Yucatán

Aceras ocupadas complican la movilidad en el Centro Histórico de Mérida

Por La Revista Peninsular · 16/7/2026 15:59
Aceras ocupadas complican la movilidad en el Centro Histórico de Mérida

Entre los problemas cotidianos que enfrenta el Centro Histórico de Mérida se encuentra la reducción del espacio disponible para los peatones en distintas calles, debido al crecimiento de puestos comerciales semifijos y a la ocupación de las banquetas por parte de algunos negocios establecidos.

Aunque gran parte de las aceras de la zona se encuentra en condiciones adecuadas, caminar por ellas puede convertirse en una tarea complicada. En varios puntos, los peatones deben desplazarse entre mercancías, estructuras metálicas, exhibidores, cajas y puestos que ocupan buena parte del área destinada al tránsito.

Esta situación resulta especialmente complicada para adultos mayores, personas con discapacidad, familias con carriolas y ciudadanos que llevan bolsas o equipaje. En algunas zonas, la falta de espacio obliga a los peatones a caminar en fila o incluso a bajar al arroyo vehicular para continuar su recorrido, lo que aumenta el riesgo de accidentes.

Calles como la 63, 65, 67, 60, 62, 58 y 56 han comenzado a concentrar un mayor número de comerciantes semifijos. En estos puntos se ofrece una amplia variedad de productos, entre ellos frutos secos, golosinas, frutas, ropa, accesorios y bisutería.

Uno de los casos más visibles se encuentra sobre la calle 58, entre las calles 65 y 67, donde los puestos ocupan gran parte de las banquetas. La concentración podría estar relacionada con la presencia de paraderos de distintas rutas de transporte colectivo, lo que genera una alta afluencia de posibles compradores durante buena parte del día.

La presencia de comerciantes en la vía pública no es un fenómeno reciente en el Centro de Mérida. Sin embargo, su crecimiento progresivo ha provocado que diversas calles registren una mayor saturación, particularmente en horarios de mayor actividad comercial y circulación de pasajeros.

A los puestos semifijos se suma la ocupación de las aceras por parte de comercios establecidos que colocan mercancía, anuncios, maniquíes, mesas o exhibidores frente a sus locales. Estas prácticas reducen todavía más el espacio transitable y dificultan el paso por zonas que diariamente reciben a miles de personas.

Aunque los comerciantes semifijos suelen pagar derechos por el uso de espacios públicos, existe incertidumbre sobre el control que mantienen las autoridades respecto a estos permisos, las dimensiones autorizadas y las áreas en las que pueden instalarse.

También se desconoce si se realizan revisiones frecuentes para comprobar que los puestos respeten el espacio asignado y que no bloqueen accesos, rampas para personas con discapacidad o zonas esenciales para la circulación peatonal.

El problema no solamente tiene relación con la imagen urbana del Centro Histórico, sino también con la seguridad y la accesibilidad. Las banquetas fueron diseñadas para permitir el desplazamiento de las personas, por lo que su ocupación excesiva puede generar obstáculos y conflictos entre peatones, comerciantes y usuarios del transporte público.

El crecimiento del comercio semifijo representa además un reto para las autoridades municipales, pues cualquier estrategia deberá buscar un equilibrio entre el derecho al trabajo de los vendedores y el derecho de la ciudadanía a transitar de manera segura por el espacio público.

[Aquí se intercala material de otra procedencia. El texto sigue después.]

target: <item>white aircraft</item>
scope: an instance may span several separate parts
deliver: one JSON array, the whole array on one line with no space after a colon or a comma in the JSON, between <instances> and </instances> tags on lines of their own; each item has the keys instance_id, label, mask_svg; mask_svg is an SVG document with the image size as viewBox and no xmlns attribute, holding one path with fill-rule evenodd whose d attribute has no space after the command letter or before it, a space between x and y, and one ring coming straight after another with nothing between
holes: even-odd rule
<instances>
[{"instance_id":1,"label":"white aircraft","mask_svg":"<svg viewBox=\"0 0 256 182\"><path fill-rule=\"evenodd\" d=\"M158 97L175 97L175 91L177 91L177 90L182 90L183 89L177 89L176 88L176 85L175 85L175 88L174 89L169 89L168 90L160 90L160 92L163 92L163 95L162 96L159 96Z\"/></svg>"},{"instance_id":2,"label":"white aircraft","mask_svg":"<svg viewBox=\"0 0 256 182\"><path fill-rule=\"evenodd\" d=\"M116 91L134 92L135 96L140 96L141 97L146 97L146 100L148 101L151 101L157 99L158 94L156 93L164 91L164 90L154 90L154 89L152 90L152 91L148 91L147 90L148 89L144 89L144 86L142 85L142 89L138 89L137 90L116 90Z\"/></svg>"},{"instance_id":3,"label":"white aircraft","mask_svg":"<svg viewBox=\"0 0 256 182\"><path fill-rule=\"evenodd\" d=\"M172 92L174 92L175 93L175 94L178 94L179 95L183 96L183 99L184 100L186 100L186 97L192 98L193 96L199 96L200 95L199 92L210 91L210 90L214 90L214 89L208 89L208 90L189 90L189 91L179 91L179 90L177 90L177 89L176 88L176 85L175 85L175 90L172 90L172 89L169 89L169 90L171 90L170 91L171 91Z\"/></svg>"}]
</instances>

Ordenar los puestos, delimitar claramente las áreas permitidas y vigilar que los negocios establecidos no ocupen las banquetas podrían contribuir a mejorar la movilidad sin afectar completamente la actividad económica de la zona.

Mientras no exista una supervisión constante, el espacio para caminar continuará reduciéndose en algunas de las principales calles del Centro de Mérida. Lo que comenzó como la instalación aislada de unos cuantos puestos se ha convertido en una situación cada vez más visible que requiere atención antes de que las banquetas queden completamente rebasadas por la actividad comercial.